On Tue, Jan 14, 2014 at 9:28 AM, Yugo Nagata <nagata@sraoss.co.jp> wrote:
> Here is the patch to implement to_regclass, to_regproc, to_regoper,
> and to_regtype.
+ static Datum regclass_guts(char *class_name_or_oid, bool raiseError);
Minor bikeshedding, a lot of code currently uses an argument named
"missing_ok" for this purpose (with inverse meaning of course). Any
reasons why you chose "raiseError" instead?
I only had a brief look at the patch, so maybe I'm missing something.

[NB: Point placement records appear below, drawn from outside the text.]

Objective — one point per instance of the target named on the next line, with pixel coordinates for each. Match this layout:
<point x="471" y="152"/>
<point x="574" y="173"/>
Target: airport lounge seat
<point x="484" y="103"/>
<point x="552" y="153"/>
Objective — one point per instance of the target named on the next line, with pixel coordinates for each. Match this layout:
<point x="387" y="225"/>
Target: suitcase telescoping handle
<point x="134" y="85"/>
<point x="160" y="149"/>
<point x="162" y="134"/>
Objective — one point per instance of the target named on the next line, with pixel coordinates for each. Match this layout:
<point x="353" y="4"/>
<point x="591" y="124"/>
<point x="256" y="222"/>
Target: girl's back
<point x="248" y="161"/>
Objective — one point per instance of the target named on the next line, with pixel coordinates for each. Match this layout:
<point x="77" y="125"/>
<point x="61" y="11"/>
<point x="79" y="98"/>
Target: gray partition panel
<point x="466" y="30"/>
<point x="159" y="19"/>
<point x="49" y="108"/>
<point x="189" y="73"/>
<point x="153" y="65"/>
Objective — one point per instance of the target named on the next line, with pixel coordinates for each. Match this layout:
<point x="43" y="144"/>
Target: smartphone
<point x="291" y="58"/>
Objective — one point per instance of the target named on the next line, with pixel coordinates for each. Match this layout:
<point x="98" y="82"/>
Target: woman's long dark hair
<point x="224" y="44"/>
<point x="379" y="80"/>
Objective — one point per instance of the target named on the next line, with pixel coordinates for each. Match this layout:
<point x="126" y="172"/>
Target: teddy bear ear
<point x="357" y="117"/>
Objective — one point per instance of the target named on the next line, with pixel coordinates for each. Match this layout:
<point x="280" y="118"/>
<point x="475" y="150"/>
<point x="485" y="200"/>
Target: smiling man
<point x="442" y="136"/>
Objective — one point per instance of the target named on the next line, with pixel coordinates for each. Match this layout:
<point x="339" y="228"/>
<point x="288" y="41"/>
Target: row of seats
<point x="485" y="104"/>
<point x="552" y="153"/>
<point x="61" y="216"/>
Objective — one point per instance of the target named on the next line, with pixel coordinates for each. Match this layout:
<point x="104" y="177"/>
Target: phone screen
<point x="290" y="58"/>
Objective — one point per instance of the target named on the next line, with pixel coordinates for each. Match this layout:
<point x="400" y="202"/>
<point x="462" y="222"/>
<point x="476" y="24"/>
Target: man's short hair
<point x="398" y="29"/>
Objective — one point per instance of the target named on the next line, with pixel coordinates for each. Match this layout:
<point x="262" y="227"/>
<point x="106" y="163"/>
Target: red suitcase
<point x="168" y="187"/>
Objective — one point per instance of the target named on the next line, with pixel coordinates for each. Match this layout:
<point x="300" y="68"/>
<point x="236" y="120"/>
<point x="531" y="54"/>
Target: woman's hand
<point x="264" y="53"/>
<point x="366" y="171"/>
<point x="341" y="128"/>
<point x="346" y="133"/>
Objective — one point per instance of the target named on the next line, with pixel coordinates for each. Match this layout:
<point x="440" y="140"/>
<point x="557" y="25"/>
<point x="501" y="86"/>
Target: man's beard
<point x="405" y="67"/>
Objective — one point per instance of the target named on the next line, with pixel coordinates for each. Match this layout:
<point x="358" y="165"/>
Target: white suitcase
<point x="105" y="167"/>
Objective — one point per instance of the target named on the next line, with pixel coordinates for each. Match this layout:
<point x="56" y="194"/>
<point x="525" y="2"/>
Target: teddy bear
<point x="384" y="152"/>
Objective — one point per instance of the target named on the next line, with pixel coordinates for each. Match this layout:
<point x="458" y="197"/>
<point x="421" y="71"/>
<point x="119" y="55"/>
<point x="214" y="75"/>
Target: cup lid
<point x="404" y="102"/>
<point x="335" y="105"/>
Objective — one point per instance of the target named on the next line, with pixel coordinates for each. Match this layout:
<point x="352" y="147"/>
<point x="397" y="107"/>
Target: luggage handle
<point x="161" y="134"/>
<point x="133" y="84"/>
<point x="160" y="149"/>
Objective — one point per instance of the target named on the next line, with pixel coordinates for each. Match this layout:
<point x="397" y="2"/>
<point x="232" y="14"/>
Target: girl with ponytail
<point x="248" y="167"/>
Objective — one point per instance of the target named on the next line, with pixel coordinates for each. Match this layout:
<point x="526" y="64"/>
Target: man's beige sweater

But I don't think you should create 3 variants of these functions:
* parseTypeString calls parseTypeString_guts with false
* parseTypeStringMissingOk calls parseTypeString_guts with true
* parseTypeString_guts
And this is just silly:
if (raiseError) parseTypeString(typ_name_or_oid, &result, &typmod);
else parseTypeStringMissingOk(typ_name_or_oid, &result, &typmod);
Just add an argument to parseTypeString and patch all the callers.

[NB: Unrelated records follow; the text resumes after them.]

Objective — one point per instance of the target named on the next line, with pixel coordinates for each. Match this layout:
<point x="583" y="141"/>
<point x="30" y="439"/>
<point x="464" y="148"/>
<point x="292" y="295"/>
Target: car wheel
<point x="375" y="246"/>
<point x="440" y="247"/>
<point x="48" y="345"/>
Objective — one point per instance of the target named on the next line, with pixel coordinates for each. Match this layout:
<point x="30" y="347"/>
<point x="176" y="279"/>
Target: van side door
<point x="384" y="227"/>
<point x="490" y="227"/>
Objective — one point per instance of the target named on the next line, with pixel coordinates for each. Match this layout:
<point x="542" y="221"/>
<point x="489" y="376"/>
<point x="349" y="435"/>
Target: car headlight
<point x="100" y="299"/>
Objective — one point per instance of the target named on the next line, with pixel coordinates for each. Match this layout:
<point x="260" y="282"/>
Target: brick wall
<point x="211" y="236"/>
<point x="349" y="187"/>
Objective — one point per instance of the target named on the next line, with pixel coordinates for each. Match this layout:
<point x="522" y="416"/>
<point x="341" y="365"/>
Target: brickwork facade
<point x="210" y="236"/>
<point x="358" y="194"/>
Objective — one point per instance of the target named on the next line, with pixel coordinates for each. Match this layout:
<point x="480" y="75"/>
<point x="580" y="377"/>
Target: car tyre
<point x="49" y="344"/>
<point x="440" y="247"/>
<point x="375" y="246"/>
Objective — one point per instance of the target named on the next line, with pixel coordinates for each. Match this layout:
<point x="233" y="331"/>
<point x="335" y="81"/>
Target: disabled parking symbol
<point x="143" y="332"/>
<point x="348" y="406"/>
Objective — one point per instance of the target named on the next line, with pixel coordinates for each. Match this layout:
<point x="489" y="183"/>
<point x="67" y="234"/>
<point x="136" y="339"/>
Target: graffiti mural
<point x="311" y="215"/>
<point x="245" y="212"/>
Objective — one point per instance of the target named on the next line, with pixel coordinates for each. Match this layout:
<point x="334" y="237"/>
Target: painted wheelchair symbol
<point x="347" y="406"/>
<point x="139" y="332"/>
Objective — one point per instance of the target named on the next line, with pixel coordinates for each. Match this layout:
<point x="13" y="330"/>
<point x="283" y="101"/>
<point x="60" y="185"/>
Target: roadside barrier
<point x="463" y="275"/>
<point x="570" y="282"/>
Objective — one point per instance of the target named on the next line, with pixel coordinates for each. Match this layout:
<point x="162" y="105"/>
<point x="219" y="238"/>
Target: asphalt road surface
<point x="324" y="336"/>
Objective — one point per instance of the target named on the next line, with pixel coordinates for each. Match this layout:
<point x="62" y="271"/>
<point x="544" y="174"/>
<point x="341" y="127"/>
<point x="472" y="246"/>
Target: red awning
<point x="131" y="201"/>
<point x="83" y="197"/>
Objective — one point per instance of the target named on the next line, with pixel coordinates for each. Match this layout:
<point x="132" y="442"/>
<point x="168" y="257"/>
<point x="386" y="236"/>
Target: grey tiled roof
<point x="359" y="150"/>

> if requested object is not found,
> returns InvalidOid, rather than raises an error.
I thought the consensus was that returning NULL is better than
InvalidOid? From an earlier message:
On Thu, Dec 5, 2013 at 5:25 PM, Robert Haas <robertmhaas@gmail.com> wrote:
> Another advantage of this approach is that, IIUC, type input functions
> can't return a NULL value. So 'pg_klass'::regclass could return 0,
> but not NULL. On the other hand, toregclass('pg_klass') *could*
> return NULL, which seems conceptually cleaner.